Employers added workers in December at about the same pace as the prior month, and the unemployment rate matched a four-year low, showing sustained gains in the U.S. labor market even as lawmakers were struggling to reach a budget deal.
Payrolls rose by 155,000 workers last month following a revised 161,000 advance in November that was more than initially estimated, Labor Department figures showed today in Washington. The median estimate of 82 economists surveyed by Bloomberg called for a increase of 152,000. The unemployment rate held at 7.8 percent, matching the lowest since December 2008.
Improved hiring, hours worked and wages are helping underpin spending at retailers from Macy’s Inc. (M) to Gap Inc., where December sales beat analysts’ estimates.
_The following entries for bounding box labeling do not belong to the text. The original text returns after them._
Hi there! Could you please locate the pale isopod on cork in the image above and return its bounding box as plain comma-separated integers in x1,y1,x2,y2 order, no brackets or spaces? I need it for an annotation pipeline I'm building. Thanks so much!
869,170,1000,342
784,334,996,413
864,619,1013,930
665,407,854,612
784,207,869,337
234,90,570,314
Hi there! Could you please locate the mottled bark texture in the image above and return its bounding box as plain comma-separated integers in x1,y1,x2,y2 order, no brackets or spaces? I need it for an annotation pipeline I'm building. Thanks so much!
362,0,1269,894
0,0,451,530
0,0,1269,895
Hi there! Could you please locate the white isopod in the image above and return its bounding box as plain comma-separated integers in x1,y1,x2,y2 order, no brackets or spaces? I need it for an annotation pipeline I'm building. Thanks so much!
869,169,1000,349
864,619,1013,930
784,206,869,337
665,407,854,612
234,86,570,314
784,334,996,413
Even bigger advances in employment may depend on lawmakers reaching an agreement on a deficit-reduction plan after Congress this week averted income- tax increases on about 99 percent of households.
“The labor market continues to recover,” Brian Jones, a senior U.S. economist at Societe Generale in New York, said before the report. “The pace of hiring is respectable, and the unemployment rate will gradually keep coming down. With the fiscal cliff having been averted, this should be good for job growth. The labor market will continue to make progress this year.”
Bloomberg survey estimates ranged from increases of 80,000 to 305,000. Revisions to prior reports added a total of 14,000 jobs to payrolls in the previous two months.
The economy created 1.84 million jobs for a second straight year. Annual revisions to the household survey showed the unemployment rate averaged 8.1 percent in 2012, the lowest in four years.